Nima Zafari, Mahla Velayati, Mina Maftooh, Majid Khazaei*, Mohammadreza Nassiri, Seyed M. Hassanian, Majid Ghayour-Mobarhan, Gordon A. Ferns and Amir Avan* Pages 1245 - 1265 ( 21 )
Background: Chemotherapy-induced peripheral neuropathy (CIPN) is a painful condition, experienced by patients undergoing chemotherapy with some specific drugs, such as platinum-based agents, taxanes, and vinca alkaloids. Painful CIPN may lead to dose interruptions and discontinuation of chemotherapy and can negatively impact on the quality of life and clinical outcome of these patients. Due to a lack of a practical medical therapy for CIPN, it is necessary to further explore and identify novel therapeutic options.
Methods: We have reviewed PubMed and EMBASE libraries to gather data on the mechanism-based pharmacological management of chemotherapy-induced neuropathic pain.
Results: This review has focused on the potential mechanisms by which these chemotherapeutic agents may be involved in the development of CIPN, and explains how this may be translated into clinical management. Additionally, we have presented an overview of emerging candidates for the prevention and treatment of CIPN in preclinical and clinical studies.
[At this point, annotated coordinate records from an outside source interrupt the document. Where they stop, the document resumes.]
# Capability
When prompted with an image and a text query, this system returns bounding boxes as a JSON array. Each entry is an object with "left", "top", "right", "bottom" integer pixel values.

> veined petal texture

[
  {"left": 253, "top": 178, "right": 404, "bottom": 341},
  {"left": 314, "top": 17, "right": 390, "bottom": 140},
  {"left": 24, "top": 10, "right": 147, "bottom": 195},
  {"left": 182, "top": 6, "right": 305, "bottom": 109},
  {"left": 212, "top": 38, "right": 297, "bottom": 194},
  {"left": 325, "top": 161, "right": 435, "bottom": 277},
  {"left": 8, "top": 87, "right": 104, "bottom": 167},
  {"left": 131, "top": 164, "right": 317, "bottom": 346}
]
Conclusion: Taken together, due to the debilitating consequences of CIPN for the quality of life and clinical outcome of cancer survivors, future studies should focus on identifying underlying mechanisms contributing to CIPN as well as developing effective pharmacological interventions based on these mechanistic insights.
Chemotherapy-induced peripheral neuropathy, neuropathic pain, platinum-based agents, taxanes, vinca alkaloids, chemotherapy.